This reads like a bunch of marketing speak that says nothing.

oytis•39m ago
The main content is the video. Not sure if it's any good
dgellow•29m ago
I watched it just to be able to comment here. The whole presentation feels AI generated. The diagrams look 100% AI generated. The text is pretty generic, I really don’t know what insights you’re expected to get from this.

I generally dislike HN cynical tone but I don’t see how not becoming a cynic myself when that’s the quality of presentation from a Principal Engineer on Google IO stage. Even at 2x speed that felt not worth the time

serial_dev•22m ago
Then it’s a perfect embodiment of the AI era. You’ll read the slop and you’ll like it!
ares623•22m ago
Thanks for taking one for the team. I flagged this post since AI slop is not allowed.
lelanthran•38m ago
It is indeed at a tipping point; we are going from engineered deliverables to throwing stuff at the wall and keeping what sticks.

I wonder if the public appetite for the inevitable quality crash is there, though.

bdangubic•35m ago
the public is so used to good quality software that they are in for rude awakening :)
dwattttt•34m ago
And yet, quality can always get worse.
lelanthran•29m ago
The thing is, people already have certain expectations from their software, because it is all around them.

They'd revolt en-masse if their TV had the downtime of github, of if their computer had the number of successful supply chain attacks that npm enjoys.

The quality may not have been good, but the market had stabilised on what the public would accept.

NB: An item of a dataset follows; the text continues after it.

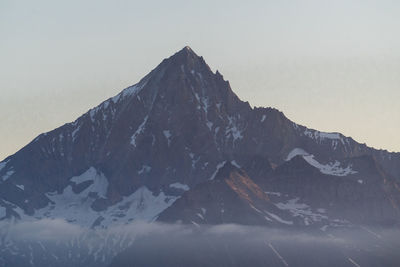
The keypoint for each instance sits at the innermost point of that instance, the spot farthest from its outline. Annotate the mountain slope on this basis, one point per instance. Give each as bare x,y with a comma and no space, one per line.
133,155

AI changes this substantially.

bdangubic•7m ago
it absolutely doesn’t. most software is shitty and buggy. I know, have seen 30 years worth of it. just now we can write the shitty and buggy a lot faster.

ask anyone that has been in the industry for awhile and they will tell you the same thing. a lot of crowd on HN write as if human-written code is any good and while there are always exception, on average, most software is shitty. if I had a dollar for every time I met someone writing software for “X” saying “dude, if you knew what I know you’d never use/do/… X” I’d be a very rich man

gdulli•30m ago
We used to ridicule "works on my machine" thinking but now we're pivoting the whole field into essentially that, shipping what "sticks" like you said.
mikert89•25m ago
only on hacker news, do we see the biggest innovation in tech in our lifetimes, and you get this weird cynical negativity
smugglerFlynn•18m ago
“Biggest innovation in tech” at times feels like 2000 era Nokia smartphones. You got phone with circle keyboard! You got foldable phone that turns into a neat camcorder! You got mp3 player phone!

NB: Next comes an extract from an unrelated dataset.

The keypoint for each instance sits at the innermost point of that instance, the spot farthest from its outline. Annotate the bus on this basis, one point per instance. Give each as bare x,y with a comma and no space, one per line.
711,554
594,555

All with marginal value add and having more to do with fashion than with actual innovation.

Real innovation is synonymous with problem solving. The only problem tech industry is solving nowadays is keeping its bloated valuation afloat.

happytoexplain•11m ago
Only on Hacker News, and everywhere else.
codingdave•7m ago
I guess that depends on how old you are. The internet itself is a strong contender for being a bigger innovation. And the web. The personal computer. Smart phones, and even cell phones in general. Oh, I almost forgot GPS. And that is all just in the arena of personal computing/devices. Get outside of tech and bring in science, and we're in a completely different world.

I mean, yes, LLMs are an innovation. But outside of the tech industry, they are not having anywhere near the impact on people's lives as many other inventions.

atmavatar•1m ago
In my mind, LLMs have strong parallels with self-driving vehicles. Both are impressive tech innovations with amazing future potential, and both have no shortage of evangelists that have claimed that the future is already here. Both have a swath of average joes trusting them with their lives and livelihoods, while those with enough technical knowledge realize that both can fail in unexpected and sometimes catastrophic fashion and won't use either without significant babysitting.

The primary difference I've noticed, however, is that the AI evangelists also have a flair for painting a picture where everyone's jobs are eliminated, while many CEOs are already using it as an excuse for layoffs.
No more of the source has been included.